Art. 8.-CHURCH REFORM.

1. Report of the Archbishop's Committee on Church and State. S.P.C.K., 1916.

2. Royal Letters of Business-Resolutions of the Joint Committee of the Convocation of Canterbury. S.P.C.K., 1917.

3. Memorandum of the Council of the Churchmen's Union on the Report of the Archbishop's Committee. Privately printed, 1918.

4. The things that are Cæsar's, and The Genius of the English Church. By Alfred Fawkes. Murray, 1917. 5. Reform or Revolution in the Church of England. By W. W. Jackson. Oxford University Press, 1917.

6. The Church in the Furnace. Edited by F. B. Macnutt. Macmillan, 1917.

7. Can England's Church win England's Manhood? Edited by Bishop Gwynne. Macmillan, 1917.

8. The Revenues of the Church of England. By A. C. Headlam. Murray, [1917].

9. The Church in the Commonwealth. Roberts. Headley Brothers, 1917.

By Richard

THE report of the Archbishop's Committee on Church and State marks, though it does not make, a crisis in our history. For it gives official sanction to the oftrepeated protests of thinking men against the deadlock which has resulted from three centuries of political change and of ecclesiastical inertia ; it supplies materials, important though not sufficient, for a reasoned judgment on the whole situation; and it offers a systematic proposal for such reforms as may restore the Church of England to efficiency. The Committee may well feel encouraged by the manner in which their report has been received. For the first time within living memory a substantial plan of Church Reform has evoked widespread interest and occasional enthusiasm.

There are some Churchmen and many Nonconformists who condemn the Report on the ground that 'spiritual independence' is destroyed by connexion with the State.
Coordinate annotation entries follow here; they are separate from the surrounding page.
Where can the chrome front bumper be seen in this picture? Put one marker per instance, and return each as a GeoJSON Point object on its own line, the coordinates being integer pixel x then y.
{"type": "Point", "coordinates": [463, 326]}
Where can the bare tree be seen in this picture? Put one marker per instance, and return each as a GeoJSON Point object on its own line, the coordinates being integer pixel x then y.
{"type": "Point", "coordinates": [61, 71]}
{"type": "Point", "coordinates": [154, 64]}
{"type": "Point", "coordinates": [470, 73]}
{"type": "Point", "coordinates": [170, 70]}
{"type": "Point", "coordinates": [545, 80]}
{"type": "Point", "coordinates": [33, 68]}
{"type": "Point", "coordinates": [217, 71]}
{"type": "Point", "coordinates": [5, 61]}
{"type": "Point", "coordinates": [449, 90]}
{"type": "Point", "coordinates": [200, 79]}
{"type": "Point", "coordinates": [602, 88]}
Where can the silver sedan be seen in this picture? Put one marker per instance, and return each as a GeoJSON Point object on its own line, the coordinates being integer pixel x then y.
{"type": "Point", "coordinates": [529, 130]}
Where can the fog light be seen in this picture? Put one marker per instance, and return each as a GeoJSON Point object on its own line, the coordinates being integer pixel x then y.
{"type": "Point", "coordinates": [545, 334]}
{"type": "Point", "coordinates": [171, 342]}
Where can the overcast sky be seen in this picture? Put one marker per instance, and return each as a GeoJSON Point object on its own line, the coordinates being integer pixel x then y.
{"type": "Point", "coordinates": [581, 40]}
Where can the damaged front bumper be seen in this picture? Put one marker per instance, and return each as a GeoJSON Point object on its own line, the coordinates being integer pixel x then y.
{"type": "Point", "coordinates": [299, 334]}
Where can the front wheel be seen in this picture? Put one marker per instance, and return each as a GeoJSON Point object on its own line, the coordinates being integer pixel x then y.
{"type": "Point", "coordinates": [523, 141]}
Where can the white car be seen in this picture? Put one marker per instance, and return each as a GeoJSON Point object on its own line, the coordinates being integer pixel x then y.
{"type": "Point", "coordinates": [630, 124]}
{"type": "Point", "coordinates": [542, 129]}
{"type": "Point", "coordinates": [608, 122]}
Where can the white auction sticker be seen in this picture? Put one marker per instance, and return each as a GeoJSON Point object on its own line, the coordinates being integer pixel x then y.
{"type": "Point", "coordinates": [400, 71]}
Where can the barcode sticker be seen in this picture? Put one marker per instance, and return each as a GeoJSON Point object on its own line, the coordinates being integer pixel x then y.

One of these critics tells us that 'the prevailing religion of State Churches is a polite paganism touched here and

there by a Christian grace.' This is not the place to argue that question. But an admirable answer to the disestablishers is to be found in Mr Fawkes' brilliant and stimulating book on 'The Genius of the English Church.' The critics who really matter are those who approach the Report with some degree of sympathy. Many such, while grateful to the Committee for their scheme, are still more grateful to them for opening a way which may lead to reforms much larger and more hopeful. They desire that the Church of England shall be freed from the fetters which now check her power of service, but not from the venerable ties which unite her to the whole nation. The two main tests, therefore, which they apply to the Scheme are: (1) Does it give promise of a fuller spiritual life? and (2) Will that life be shared by the nation as a whole?

Before we search the Report for answers to these questions-a task of no little difficulty, since it is a strangely confused and inconsistent document-we must remark upon an assumption which colours its language in many places. For assumptions are subtle things, which act powerfully by repeated suggestion; and this particular assumption is of great importance, because it not only underlies but undermines the Report. If the connexion between Church and State is at best an evil, which may be minimised but never neutralised, the reader may well ask why the Committee have proposed a plan for its continuance. The reason is that the plan was deliberate, while the assumption was in the main unconscious. One example of this bias may be quoted. The terms of their reference instructed them

'to inquire what changes are advisable in order to secure in the relations of Church and State a fuller expression of the spiritual independence of the Church as well as of the national recognition of religion.'

The Report opens with a confession (p. 3) that only one half of the task has been attempted. 'We have concentrated our attention on devising means for this free action of the Church.' That sentence describes a

* Roberts, 'The Church in the Commonwealth,' p. 100.
+ See Memorandum of Churchmen's Union,' p. 2.